Abstract
Ribosomal proteins are highly expressed, and the quality of ribosomal proteins must be rigorously controlled to build up a functional ribosome. Rpl43, ribosomal protein large subunit 43, is located nearby the E-site of ribosomes. In our previous study, we found that Puf6, Loc1, and Rpl43 form a trimeric complex in Saccharomyces cerevisiae. Rpl43 protein levels are under-accumulated in the absence of PUF6 or LOC1. However, why the loss of Puf6 or Loc1 decreased the protein levels of Rpl43 remained unclear. In the present study, we further dissected the connections among these three proteins and found that the processing defects of pre-ribosomal RNA in puf6Δ and loc1Δ are similar to those of the mutant with depletion of Rpl43. The stability of newly synthesized Rpl43 protein decreased slightly in puf6Δ and significantly in loc1Δ. We also found that Puf6 and Loc1 could interact with nascent Rpl43 co-translationally via the N-terminus of Rpl43. While the association and dissociation of Rpl43 with karyopherins did not depend on Puf6 and Loc1, Puf6 and Loc1 interacted with nascent Rpl43 in collaboration. While the N-terminus of Puf6 contained nuclear localization signals for transport, the PUF (Pumilio) domain was essential to interaction with Loc1, Rpl43, and 60S subunits. The C-terminus of Loc1 is more important for interaction with Puf6 and Rpl43. In this study, we found that Puf6 and Loc1 are the dedicated chaperones of ribosomal protein Rpl43 and also analyzed the potential interaction domains among the three proteins. Correct formation of the Puf6, Loc1, and Rpl43 ternary complex is required to properly proceed to the next step in 60S biogenesis.
Highlights
Ribosomes are massive complexes composed of ribosomal proteins and RNAs
Pre-90S and pre-60S ribosomal subunits were immunoprecipitated by transacting factors at different stages to examine whether they are loaded onto the corresponding ribosomal subunits at similar stages (Figure 1A)
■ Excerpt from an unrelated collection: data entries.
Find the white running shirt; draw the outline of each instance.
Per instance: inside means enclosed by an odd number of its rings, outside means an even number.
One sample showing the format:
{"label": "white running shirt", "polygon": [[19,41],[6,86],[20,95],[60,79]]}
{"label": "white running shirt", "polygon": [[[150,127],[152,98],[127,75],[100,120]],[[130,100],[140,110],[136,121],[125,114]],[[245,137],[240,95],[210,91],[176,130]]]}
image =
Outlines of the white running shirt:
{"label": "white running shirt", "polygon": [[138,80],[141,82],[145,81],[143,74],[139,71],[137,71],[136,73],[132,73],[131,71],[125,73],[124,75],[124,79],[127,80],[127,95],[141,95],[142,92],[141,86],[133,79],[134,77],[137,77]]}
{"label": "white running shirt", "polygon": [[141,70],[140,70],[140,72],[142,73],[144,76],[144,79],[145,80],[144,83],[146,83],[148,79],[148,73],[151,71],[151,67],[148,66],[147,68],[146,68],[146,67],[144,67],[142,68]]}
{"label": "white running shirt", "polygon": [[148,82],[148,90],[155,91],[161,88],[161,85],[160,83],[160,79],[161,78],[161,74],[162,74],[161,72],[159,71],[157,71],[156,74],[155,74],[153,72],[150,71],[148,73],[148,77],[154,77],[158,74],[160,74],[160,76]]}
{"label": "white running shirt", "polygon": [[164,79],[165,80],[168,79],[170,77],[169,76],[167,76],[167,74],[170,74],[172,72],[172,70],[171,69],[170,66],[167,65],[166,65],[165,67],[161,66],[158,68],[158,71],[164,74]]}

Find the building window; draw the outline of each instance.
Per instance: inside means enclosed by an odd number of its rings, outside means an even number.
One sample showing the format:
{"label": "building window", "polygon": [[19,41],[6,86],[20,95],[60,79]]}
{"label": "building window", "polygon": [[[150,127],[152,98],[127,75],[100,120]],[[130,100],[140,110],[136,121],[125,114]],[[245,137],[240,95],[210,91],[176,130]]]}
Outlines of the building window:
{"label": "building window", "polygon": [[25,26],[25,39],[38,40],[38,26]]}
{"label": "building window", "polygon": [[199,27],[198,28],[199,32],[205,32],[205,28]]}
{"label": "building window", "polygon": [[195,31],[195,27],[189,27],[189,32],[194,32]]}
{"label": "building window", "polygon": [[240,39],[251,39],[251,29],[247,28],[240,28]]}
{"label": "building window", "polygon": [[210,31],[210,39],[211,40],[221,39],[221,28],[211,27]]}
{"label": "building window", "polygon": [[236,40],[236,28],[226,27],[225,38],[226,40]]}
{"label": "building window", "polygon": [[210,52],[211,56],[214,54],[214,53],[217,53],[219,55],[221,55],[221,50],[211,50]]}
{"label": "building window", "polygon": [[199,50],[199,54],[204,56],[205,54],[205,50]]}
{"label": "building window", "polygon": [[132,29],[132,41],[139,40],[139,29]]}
Ribosomal protein large subunit 43 (Rpl43) is a small ribosomal protein with only 92 amino acids; it contains a conserved C4-type Zn finger domain made up of four beta-sheets at the center and two helices connected at the Nand C-termini
Summary
Ribosomes are massive complexes composed of ribosomal proteins and RNAs. Ribosome biogenesis is necessary for cell growth and proliferation and represents one of the major energy cost pathways of cells. Growing yeast cells generate about 2000 ribosomal subunits per minute [1]. About 60% of the total transcription in a cell is devoted to ribosomal RNA synthesis to support such large-scale synthesis. The multiple steps of ribosome biogenesis allow cells to precisely regulate the balance between supply and demand. Cells can regulate at the RNA transcriptional and ribosomal protein synthesis levels [1,2,3,4]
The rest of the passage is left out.